Daha sonra Aalst kentine giden Çallı, burada eski eşi ve kayınvalidesi ile evdeki bir erkeği kurşun yağmuruna tuttu. Eski eşi ve kayınvalidesi ölürken, Belçikalı erkek ağır yaralandı.
Tekrar Gent'e dönmek üzere yıla çıkan Çallı, otomobilinin arıza yapması üzerine bir kadın sürücüyü silah zoruyla rehin aldı.
Gent'te eşiyle ilişki yaşadığını öne sürdüğü Biçer Erbil adlı kişinin evine giden Osman Çallı, onu da ağır yaraladı.

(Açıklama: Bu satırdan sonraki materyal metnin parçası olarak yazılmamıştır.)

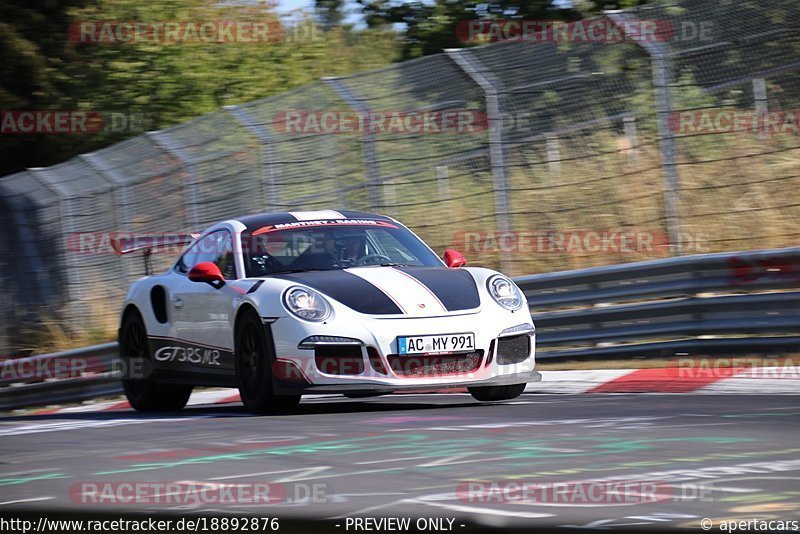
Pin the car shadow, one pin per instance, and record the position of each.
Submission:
(309, 407)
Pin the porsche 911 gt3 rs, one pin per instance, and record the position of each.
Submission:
(282, 304)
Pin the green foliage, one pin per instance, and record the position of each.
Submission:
(164, 83)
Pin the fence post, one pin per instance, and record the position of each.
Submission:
(74, 278)
(164, 142)
(661, 68)
(367, 142)
(269, 173)
(631, 139)
(553, 154)
(443, 181)
(475, 70)
(762, 109)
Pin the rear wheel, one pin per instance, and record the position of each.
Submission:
(253, 360)
(140, 386)
(493, 393)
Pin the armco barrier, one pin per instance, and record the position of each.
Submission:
(703, 304)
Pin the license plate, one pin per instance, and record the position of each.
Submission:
(436, 344)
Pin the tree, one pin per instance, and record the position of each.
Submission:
(162, 84)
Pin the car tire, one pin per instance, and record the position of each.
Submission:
(144, 393)
(494, 393)
(254, 356)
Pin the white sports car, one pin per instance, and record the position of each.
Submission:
(282, 304)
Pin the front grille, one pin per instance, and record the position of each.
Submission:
(339, 359)
(514, 349)
(435, 365)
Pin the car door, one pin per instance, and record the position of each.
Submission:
(203, 312)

Daha sonra polise teslim olan ve 'Ailemin namusunu temizledim' diyen Çallı'nın, Belçikalı eşinden olan oğlunu kaçırmak suçundan 18 ay hapis cezasına çarptırıldığı da ortaya çıktı.
Gent'te dört yıl süren yargılama sonunda Osman Çallı, ömür boyu hapse mahkûm edildi.
Çallı, mahkûmiyetten beş yıl sonra, cezasının geri kalanını Türkiye'de çekmek için başvuru yaptı. 28 Haziran 2013'te Türkiye'ye iade edilen Çallı, 2014 yılından itibaren Belçika ulusal adli sicilinden silindi.
Ülkem ve milletimiz adına utanç verici bir haber
Hayır yaa dalga mı geçiyorsunuz? Rezalet! Salınması kadar rezalet bir durum daha var. "Yakında bir oğlum olacak. Artık rahat bırakılmak istiyorum" ne demeeek? Hangi insan bundan çocuk yapar? O kadın yarın öldürülünce hakkını nasıl arayayım ben? Rezalet üzerine rezalet!!!
Türkiye'de saraya biat etmeme dışında herhangi bir hareket suç kapsamına girmez. O sebeple 20 ayrı suçtan sabıkası olan elini kolunu sallaya sallaya gezerken 14 yaşındaki çocuğa soruşturma açılabiliyor.